Some called this setting God Mode. It wasn’t our customers’ payment, contact, and organizati
onal information—though we could see that, too, if we needed to—but the actual data sets that they collected on their own users. This was a privileged vantage point from which to observe the tech industry, and we tried not to talk about it. “We’re not just selling jeans to miners,” Noah said. “We’re doing everyone’s laundry.”
God Mode was a business education. Engagement metrics could tell the story of a startup’s entire life span. Startups rumored to be rocket ships sputtered to get off the ground. Gaming apps spiked and flamed out within weeks. The descent into obsolescence was almost always broken by cushions of venture capital, but we could see the direction things would go.

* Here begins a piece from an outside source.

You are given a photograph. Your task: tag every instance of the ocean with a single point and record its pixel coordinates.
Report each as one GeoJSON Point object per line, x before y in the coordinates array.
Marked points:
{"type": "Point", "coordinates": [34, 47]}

We all knew that internal permissions, limiting what we could see of customer data sets, would come eventually. We also knew, at least for the time being, that it wasn’t a priority for our Engineering team. This level of employee access was normal for the industry—common for small, new startups whose engineers were overextended. Employees at ride-sharing startups, I’d heard, could search customers’ ride histories, tracking the travel patterns of celebrities and politicians. Even the social network everyone hated had its own version of God Mode: early employees had been granted access to users’ private activity and passwords. Permissioning was effectively a rite of passage. It was a concession to the demands of growth.